Sixth Circuit - No decisions on point.
Seventh Circuit - The court refused to enforce the broad dues-reimbursement remedy (directed at the employer only) in a situation where, although there was employer sponsorship and support of the union, there was no closed or union shop and non-union workers were not discriminated against. NLRB v. Shedd-Brown Mfg. Co., 213 F.2d 163 (1954). However, it upheld a broad dues-reimbursement remedy directed at the union only where there was an illegal closed shop arrangement. NLRB v. Local 60, Carpenters, 273 F.2d 699 (1960). Apparently the Board in the latter case did not argue in terms of a "conclusive presumption" as it does here, for the court talks about the burden of proof being on the union to show that the employees would have remained in the union even without the unlawful discrimination. 273 F.2d at 703.

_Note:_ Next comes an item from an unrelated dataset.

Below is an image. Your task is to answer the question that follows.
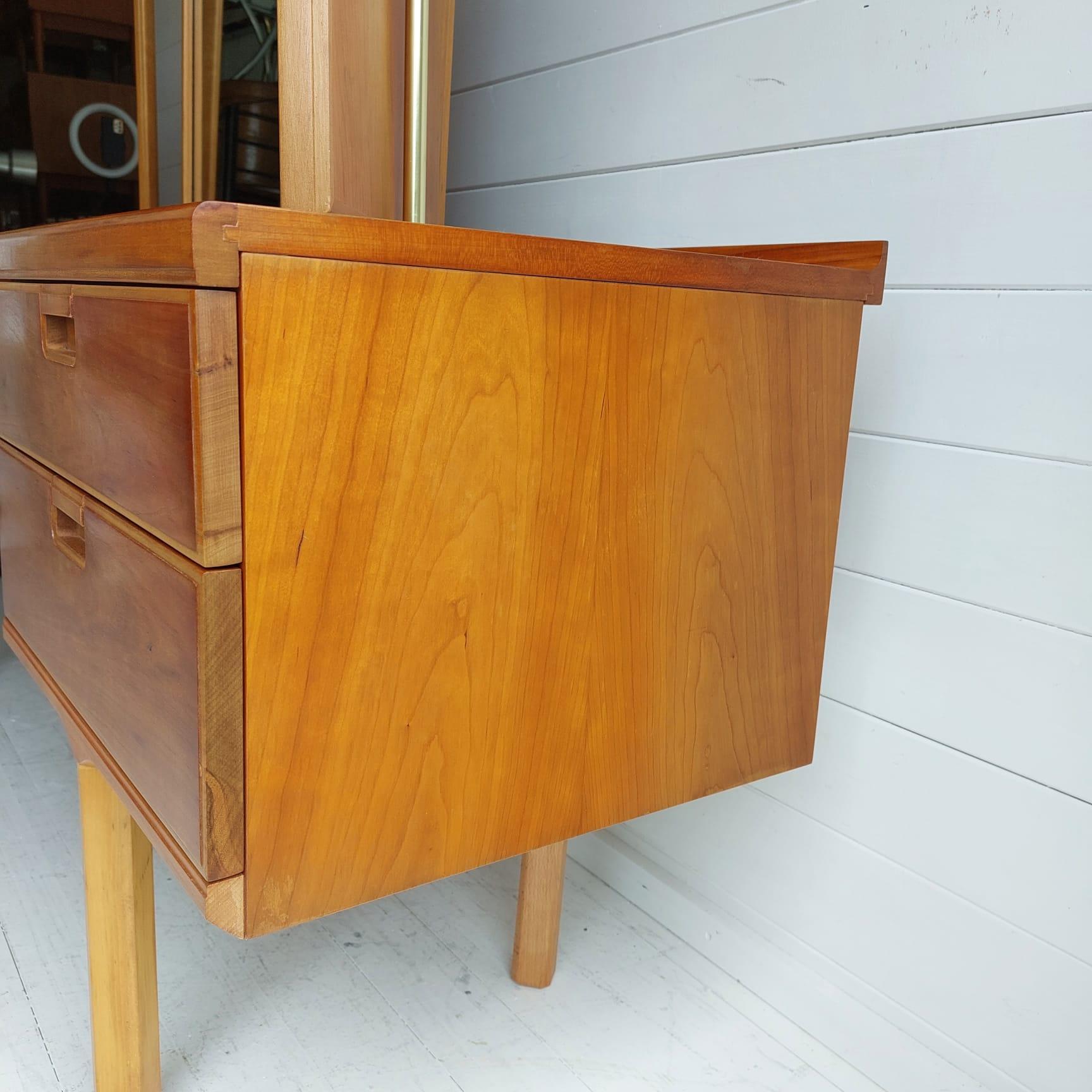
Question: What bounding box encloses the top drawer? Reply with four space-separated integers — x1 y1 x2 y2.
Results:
0 282 240 566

Eighth Circuit - No decisions on point. Cf. Donnelly Garment Co. v. NLRB, 165 F.2d 940 (1948), enforcing the broad remedy in a Virginia Electric type situation.

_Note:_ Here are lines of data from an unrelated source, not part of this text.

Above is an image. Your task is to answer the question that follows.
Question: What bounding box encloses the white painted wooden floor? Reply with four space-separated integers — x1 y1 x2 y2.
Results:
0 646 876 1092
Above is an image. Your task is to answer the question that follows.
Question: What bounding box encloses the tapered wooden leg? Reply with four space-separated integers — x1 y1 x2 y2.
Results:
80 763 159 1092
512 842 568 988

Ninth Circuit - The broad dues-reimbursement remedy is specifically disapproved as against both union and employer. Morrison-Knudsen Co. v. NLRB and International Hod Carriers v. NLRB, 276 F.2d 63, Nos. 16,383, 16,401 (Feb. 19, 1960).
Tenth Circuit - The broad dues-reimbursement remedy is specifically approved as against both union and employer. NLRB v. Broderick Wood Products Co., 261 F.2d 548 (1958); NLRB v. General Drivers Local No. 886, 264 F.2d 21 (1959).
District of Columbia Circuit - In Local Lodge No. 1424, IAM v. NLRB, 264 F.2d 575, cert. granted 360 U.S. 916 (1959), the court specifically approved of the broad remedy as against both union and employer. However, in Local 357, Teamsters v. NLRB, 275 F.2d 646, No. 14,794 (Feb. 18, 1960), a different panel, in a per curiam opinion, specifically disapproved of the broad remedy where it was directed against the union only.
The eleven cases decided prior to Virginia Electric are listed in a footnote to that opinion. 319 U.S. at 534 n. 1.
BIGGS, Ch. J., concurring in part and dissenting in part: The facts in this case as developed by the Board and by the majority opinion demonstrate circumstances under which preferential hiring of union employees could be and probably was effected by the Union and the Company. But the record is devoid of evidence which shows that such preferential hiring did take place. The Board and this court have substituted a plausible assumption for proof of preferential hiring. It is not sufficient to prove, as the Board has done here, that a facile arrangement existed whereby the Union and the Company could have effected preferential hiring of the Union's members. For this reason I dissent from that portion of the majority opinion which supports the Board's order respecting the alleged preferential hiring. But had preferential hiring been proved I would concur in the majority view as to the application of the "Browns-Olds" remedy.
I agree with the majority's conclusions as to the relief to be granted to Russell.